Any software that won't run on _any_ amiga is pretty badly broken, no
matter what the reason. On the other hand, software that gracefully
looses facitilies/features because resources are missing - that's
another thing entirely. The latter has been going on for a while.
Certain manipulations just run out of chip ram on 512K machines that
don't on 1Meg machines. Having 2Meg allows for just that much more of
the same.

Likewise for hardware things - wanna tell me where I can get a flicker
fixer for an A1000?

In other words, the incompatabilies between the A3000 & older machines
aren't really there - except you can't run things that have problems
with the '030 on an A3000, and other things that break the rules in a
like manner.

    I SOLD Amigas (and was good at it) , it is very upsetting to
   get asked "So what can the 2000 do for me over the 500?" and all you
   can point to is that fact that it has slots.   It is a psychology that
   you can only sell HIGH-END customers when you can define what the
   LOW-END is.

Why didn't you tell people that the A2000 comes with 1Meg of chip ram,
whereas the A500 didn't. That you can sell them one box with several
hundred meg of disks, multiple megabytes of RAM, a 680[23]0, and the
ability to run MS-DOS, whereas that takes multiple boxes or isn't
possible with the A500 (or the A1000, for that matter)?

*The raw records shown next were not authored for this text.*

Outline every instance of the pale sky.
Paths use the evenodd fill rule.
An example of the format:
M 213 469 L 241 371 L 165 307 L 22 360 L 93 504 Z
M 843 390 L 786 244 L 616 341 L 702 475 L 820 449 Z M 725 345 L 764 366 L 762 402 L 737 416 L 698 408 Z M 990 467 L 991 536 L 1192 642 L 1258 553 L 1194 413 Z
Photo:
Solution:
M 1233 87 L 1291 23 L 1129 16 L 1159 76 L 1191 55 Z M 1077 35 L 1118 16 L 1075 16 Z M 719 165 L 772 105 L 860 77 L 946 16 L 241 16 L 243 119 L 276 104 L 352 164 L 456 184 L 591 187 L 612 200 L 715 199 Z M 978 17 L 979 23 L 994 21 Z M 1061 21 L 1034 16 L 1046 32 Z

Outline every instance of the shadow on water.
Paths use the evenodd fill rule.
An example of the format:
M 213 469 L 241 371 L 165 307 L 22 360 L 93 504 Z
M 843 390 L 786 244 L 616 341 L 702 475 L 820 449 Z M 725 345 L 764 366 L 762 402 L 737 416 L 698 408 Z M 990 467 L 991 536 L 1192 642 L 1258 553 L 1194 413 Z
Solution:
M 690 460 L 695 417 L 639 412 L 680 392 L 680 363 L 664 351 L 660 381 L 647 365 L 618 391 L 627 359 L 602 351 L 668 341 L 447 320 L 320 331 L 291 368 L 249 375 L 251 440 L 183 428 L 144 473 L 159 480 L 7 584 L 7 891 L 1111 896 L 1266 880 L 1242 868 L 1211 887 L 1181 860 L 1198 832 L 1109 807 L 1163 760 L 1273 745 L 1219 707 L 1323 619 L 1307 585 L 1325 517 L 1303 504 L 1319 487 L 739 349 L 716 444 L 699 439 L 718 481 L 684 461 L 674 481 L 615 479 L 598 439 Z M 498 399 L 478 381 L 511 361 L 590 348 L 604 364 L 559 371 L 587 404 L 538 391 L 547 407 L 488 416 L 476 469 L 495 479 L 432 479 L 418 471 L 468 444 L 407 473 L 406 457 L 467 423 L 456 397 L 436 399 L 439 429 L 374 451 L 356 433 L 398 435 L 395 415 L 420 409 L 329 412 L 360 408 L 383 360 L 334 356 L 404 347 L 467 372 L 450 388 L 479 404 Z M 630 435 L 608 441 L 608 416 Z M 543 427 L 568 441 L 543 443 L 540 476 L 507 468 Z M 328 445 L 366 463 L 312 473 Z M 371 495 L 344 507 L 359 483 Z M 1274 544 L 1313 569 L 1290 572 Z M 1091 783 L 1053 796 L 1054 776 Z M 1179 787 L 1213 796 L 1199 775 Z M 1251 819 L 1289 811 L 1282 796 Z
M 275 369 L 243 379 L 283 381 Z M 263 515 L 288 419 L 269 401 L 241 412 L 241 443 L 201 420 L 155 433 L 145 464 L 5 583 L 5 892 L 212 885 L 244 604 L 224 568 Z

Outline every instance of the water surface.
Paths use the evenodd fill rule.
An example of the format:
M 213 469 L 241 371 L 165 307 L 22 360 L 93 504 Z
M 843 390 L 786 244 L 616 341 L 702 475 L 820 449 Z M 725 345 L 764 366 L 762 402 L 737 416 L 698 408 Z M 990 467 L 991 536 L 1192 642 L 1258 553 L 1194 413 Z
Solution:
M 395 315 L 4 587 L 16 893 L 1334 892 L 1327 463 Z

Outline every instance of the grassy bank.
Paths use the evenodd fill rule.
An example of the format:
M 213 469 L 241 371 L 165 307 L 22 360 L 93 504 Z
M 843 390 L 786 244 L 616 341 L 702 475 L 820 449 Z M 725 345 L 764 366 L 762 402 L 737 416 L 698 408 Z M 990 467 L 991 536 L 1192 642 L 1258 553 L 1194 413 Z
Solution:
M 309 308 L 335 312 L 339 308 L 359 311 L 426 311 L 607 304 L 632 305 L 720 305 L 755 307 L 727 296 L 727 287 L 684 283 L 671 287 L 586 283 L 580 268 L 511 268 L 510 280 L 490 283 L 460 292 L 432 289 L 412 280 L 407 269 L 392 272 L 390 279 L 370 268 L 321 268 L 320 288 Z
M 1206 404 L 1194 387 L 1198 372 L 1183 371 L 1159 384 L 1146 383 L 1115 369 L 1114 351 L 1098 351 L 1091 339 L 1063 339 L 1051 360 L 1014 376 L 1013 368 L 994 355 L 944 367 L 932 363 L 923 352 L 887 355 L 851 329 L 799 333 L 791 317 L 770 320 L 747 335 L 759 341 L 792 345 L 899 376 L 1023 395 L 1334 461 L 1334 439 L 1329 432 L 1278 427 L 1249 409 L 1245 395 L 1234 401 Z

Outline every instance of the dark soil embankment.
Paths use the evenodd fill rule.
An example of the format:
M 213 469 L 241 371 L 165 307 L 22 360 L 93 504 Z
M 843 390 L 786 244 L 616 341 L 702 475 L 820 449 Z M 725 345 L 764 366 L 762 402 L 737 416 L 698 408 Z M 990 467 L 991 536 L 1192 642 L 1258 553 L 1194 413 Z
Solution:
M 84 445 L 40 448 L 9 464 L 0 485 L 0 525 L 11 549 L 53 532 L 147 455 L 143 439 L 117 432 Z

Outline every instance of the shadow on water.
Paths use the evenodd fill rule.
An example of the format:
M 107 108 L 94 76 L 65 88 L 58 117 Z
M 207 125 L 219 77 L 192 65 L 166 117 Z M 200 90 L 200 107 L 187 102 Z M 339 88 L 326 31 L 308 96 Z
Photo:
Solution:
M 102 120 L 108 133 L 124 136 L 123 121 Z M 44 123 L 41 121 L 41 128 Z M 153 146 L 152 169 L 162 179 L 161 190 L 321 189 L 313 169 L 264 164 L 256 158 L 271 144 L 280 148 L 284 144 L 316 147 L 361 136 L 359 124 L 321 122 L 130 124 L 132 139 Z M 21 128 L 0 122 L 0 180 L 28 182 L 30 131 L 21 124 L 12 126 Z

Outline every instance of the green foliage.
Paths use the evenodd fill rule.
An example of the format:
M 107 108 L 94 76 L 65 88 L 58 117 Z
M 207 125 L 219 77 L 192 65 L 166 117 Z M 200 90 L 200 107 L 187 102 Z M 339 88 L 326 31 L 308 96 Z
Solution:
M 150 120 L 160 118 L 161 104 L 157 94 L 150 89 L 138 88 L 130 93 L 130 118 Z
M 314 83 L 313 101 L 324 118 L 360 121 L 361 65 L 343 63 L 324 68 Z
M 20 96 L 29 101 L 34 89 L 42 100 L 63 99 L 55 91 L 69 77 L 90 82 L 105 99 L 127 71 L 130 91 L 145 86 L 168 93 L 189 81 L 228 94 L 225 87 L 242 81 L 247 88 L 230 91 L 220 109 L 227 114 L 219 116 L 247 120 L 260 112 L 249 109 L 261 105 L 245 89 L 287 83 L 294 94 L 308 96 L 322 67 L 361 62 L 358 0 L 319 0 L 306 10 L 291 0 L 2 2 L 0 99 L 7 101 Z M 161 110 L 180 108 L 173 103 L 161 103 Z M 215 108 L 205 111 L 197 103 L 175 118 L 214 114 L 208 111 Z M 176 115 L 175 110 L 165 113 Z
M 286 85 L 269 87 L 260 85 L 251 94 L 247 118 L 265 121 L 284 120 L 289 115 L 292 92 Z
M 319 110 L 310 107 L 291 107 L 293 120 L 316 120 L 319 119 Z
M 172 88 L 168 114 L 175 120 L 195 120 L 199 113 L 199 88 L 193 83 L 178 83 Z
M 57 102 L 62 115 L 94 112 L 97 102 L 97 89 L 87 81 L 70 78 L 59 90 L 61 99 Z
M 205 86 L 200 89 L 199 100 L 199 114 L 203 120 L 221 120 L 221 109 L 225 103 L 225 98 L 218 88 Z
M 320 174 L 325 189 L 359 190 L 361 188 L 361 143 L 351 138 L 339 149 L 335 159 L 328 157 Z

     One of the things that makes 2.0 so nice is that ,
    (arguments notwithstanding) It should be possible to run
    it on ANY Amiga provided the ECS and memory is there.

Why you think it needs an ECS? It can use any of the old screen
formats, so why should it stop working because things it's not being
asked to use aren't there? Like any well-written piece of software,
having hardware not be there merely means you lose some capabilities,
not that it won't run at all.

    [AmigaVision] I usually get annoyed when someone says something
    like "You have to see it to believe it" .. 

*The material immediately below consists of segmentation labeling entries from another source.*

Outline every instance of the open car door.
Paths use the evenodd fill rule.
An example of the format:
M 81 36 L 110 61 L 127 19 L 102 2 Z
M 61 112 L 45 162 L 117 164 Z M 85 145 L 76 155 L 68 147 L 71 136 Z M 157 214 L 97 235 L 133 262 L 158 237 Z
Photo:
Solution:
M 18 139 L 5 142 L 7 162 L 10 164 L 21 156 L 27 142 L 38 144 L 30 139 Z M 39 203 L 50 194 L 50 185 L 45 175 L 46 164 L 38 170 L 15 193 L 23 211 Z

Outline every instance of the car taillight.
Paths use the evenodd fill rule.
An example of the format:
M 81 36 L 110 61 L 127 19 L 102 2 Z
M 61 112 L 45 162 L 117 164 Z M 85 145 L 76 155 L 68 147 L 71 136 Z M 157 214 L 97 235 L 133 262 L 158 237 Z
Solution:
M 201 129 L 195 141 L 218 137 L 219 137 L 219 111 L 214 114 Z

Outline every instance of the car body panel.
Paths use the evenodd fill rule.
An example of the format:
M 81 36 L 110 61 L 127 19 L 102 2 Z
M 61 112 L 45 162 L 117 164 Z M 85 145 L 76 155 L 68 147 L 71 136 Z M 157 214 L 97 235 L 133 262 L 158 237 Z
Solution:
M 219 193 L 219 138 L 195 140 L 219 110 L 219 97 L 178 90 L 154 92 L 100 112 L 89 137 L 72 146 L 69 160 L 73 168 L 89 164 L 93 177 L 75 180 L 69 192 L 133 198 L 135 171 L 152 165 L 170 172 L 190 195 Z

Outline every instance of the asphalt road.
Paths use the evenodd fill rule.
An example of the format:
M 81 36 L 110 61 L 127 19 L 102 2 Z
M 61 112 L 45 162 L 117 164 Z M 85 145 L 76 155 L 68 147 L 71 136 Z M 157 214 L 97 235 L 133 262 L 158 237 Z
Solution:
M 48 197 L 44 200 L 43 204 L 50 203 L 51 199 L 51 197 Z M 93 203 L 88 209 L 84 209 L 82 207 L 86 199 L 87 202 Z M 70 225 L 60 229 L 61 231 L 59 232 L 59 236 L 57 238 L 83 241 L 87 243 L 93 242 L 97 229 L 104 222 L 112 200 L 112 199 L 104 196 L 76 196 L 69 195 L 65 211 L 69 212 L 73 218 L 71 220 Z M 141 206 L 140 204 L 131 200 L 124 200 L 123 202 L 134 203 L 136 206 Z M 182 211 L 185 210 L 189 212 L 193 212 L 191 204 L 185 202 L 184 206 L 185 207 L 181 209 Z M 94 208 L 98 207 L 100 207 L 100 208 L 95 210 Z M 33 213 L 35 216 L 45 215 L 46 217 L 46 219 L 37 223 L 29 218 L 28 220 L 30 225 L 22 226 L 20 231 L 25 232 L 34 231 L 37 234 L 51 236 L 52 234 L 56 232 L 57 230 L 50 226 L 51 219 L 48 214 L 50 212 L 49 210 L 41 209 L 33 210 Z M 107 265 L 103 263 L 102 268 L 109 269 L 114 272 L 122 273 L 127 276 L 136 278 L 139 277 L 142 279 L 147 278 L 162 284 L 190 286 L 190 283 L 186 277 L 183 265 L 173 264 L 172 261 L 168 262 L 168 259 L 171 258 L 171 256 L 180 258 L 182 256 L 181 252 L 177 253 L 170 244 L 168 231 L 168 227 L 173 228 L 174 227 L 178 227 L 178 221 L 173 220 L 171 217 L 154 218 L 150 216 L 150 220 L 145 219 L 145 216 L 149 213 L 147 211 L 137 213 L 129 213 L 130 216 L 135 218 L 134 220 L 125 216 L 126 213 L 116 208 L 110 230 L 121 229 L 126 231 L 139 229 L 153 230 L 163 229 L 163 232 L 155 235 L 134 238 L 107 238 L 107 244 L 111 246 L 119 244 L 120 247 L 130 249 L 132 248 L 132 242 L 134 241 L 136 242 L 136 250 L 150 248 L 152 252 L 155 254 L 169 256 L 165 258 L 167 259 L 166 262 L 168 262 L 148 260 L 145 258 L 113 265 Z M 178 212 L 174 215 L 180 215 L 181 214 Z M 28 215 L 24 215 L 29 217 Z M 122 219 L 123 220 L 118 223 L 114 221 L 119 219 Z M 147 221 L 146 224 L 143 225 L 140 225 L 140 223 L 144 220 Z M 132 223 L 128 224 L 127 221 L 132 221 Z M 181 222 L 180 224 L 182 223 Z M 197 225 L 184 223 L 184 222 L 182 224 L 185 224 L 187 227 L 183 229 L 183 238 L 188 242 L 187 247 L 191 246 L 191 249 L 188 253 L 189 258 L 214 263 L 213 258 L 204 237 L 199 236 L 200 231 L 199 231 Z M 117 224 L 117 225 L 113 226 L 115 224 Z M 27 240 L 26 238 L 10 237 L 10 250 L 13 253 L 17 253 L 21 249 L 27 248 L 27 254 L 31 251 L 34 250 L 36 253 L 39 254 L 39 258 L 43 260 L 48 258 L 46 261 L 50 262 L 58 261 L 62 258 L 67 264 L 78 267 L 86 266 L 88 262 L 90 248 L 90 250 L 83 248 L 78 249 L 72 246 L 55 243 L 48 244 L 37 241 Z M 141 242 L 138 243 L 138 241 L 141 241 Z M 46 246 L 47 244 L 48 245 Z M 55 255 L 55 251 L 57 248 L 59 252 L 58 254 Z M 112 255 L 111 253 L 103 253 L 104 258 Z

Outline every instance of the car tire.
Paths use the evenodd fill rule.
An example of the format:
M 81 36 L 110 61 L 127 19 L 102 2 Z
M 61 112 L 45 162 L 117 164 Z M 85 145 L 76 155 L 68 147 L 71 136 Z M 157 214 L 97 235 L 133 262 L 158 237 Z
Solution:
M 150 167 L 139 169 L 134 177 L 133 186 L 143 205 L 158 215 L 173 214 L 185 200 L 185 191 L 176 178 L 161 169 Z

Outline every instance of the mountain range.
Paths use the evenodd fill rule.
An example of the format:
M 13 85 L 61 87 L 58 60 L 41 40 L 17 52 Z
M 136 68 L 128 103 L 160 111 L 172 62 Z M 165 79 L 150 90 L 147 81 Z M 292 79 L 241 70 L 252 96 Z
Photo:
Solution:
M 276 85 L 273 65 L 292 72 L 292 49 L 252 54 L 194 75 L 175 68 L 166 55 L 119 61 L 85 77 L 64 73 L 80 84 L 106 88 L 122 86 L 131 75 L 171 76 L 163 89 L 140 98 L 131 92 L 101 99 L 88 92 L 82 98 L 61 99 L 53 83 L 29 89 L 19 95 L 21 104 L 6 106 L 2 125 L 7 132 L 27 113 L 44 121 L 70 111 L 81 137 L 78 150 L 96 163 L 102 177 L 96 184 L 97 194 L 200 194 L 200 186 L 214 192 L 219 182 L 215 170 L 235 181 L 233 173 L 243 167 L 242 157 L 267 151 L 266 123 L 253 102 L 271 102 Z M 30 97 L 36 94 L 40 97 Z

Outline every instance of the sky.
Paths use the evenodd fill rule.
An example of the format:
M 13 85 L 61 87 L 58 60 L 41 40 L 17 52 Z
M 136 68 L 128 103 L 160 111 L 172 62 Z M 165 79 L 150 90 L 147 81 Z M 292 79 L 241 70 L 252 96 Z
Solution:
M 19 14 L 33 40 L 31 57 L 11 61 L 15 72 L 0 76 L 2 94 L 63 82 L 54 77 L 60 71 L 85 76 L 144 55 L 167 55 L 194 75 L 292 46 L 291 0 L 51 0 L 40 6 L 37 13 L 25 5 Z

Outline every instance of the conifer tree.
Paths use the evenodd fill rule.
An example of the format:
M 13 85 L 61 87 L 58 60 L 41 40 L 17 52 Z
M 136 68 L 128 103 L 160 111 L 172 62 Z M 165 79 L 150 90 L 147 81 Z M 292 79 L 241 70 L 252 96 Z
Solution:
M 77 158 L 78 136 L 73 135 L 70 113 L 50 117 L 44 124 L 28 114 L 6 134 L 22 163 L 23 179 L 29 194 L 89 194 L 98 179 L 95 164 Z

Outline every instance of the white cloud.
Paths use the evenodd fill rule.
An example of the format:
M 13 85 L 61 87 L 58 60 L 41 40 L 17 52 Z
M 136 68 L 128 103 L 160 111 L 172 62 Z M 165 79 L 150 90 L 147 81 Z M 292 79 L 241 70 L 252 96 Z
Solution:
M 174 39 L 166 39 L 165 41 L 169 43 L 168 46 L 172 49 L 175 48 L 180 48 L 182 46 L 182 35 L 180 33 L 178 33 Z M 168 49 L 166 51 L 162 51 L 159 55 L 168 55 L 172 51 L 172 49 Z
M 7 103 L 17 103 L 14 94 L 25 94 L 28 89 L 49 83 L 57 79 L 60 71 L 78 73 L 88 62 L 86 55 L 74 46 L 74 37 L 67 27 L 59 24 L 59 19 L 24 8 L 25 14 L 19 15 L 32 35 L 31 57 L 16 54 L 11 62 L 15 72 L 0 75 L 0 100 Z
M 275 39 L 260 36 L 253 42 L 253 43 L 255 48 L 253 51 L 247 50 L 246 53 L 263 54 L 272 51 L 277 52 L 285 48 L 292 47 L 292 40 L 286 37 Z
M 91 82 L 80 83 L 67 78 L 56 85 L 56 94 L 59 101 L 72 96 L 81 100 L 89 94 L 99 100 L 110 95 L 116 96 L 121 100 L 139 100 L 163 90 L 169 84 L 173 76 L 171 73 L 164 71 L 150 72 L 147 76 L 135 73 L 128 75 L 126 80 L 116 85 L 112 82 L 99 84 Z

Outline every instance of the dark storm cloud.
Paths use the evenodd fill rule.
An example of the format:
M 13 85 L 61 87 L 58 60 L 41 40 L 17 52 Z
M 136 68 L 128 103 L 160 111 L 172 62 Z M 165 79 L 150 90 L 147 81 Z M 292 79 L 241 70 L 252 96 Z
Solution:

I'm curious about this. I've seen multiple statements along the lines
of "it's going to change the world as we know it." So far, I haven't
seen anything to justify this. The demo you describe looks an awful
lot like a Mac demo I saw over a year ago. The language proper looks
like a standard visual language adopted to doing presentation work.
That combination is interesting, but it's not clear that it's new, or
that it will really be a major change.

	<mike

P.S.: this note doesn't reflect a change in my beliefs that the A1000
is a tremendous advance over it's successors, with the A3000 still to
be evaluated (it looks like a winner, though). Nor is it meant to bash
AmigaVision. It's something the Amiga needed, and I'd like to have a
copy. I don't need it badly enough to spend the $150 they're asking me
to pay for it. I'm going to wait and hope it gets bundled into the 2.0
upgrade. Nor is this note meant to bash the A3000 - it really does
look like a winner.
--
But I'll survive, no you won't catch me,		Mike Meyer
I'll resist the urge that is tempting me,		mwm@relay.pa.dec.com
I'll avert my eyes, keep you off my knee,		decwrl!mwm
But it feels so good when you talk to me.